Obama tomou a decisão a pedido do primeiro-ministro iraquiano, Haider al-Abadi, e baseando-se nos conselhos de líderes do Pentágono, segundo a Casa Branca. As tropas dos EUA não terão o papel de combater.

O plano não é uma mudança de estratégia, segundo o governo, mas lida com a necessidade de mais sunitas se envolverem na luta, uma fraqueza citada na missão atual.

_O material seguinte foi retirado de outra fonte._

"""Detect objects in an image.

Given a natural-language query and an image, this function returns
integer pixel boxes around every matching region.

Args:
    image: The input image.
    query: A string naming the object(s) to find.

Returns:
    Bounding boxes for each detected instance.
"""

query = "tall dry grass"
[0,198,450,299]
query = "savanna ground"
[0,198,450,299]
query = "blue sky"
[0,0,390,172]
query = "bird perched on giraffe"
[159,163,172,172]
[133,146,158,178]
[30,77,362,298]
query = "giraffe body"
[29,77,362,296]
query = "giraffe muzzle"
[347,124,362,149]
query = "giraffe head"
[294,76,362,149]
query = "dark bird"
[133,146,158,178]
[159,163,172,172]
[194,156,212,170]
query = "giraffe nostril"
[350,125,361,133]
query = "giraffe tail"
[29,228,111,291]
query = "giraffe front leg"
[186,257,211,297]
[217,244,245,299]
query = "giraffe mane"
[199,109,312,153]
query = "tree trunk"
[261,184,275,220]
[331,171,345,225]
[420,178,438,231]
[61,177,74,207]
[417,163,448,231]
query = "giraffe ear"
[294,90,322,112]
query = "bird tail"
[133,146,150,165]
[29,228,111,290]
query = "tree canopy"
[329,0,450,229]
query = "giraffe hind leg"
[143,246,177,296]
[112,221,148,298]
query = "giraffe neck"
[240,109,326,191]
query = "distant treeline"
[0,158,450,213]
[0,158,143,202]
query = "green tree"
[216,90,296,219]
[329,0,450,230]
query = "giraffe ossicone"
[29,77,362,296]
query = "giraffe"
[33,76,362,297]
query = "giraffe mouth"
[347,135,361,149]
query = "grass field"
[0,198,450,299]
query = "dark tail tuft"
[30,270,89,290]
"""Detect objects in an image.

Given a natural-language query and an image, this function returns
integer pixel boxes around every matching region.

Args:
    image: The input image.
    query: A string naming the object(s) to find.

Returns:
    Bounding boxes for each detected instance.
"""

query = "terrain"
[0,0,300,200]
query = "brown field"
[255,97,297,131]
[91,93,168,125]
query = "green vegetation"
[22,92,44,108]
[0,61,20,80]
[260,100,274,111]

Há ainda dúvidas sobre o compromisso do governo liderado por xiitas para recrutar combatentes, especialmente entre membros de tribos sunitas, para expulsar o Estado Islâmico de Ramadi e Fallujah, uma cidade próxima tomada pelos militantes há mais de um ano.

O novo campo de treinamento será em al-Taqqadum, uma base aérea desértica que foi um centro para os militares norte-americanos durante a guerra de 2003-2011. As tropas adicionais incluiriam assessores, treinadores, especialistas em logística e pessoal de segurança. Há atualmente quase 3.100 soldados dos EUA no Iraque, envolvidos em funções de treinamento, aconselhamento, segurança e outros papéis de apoio.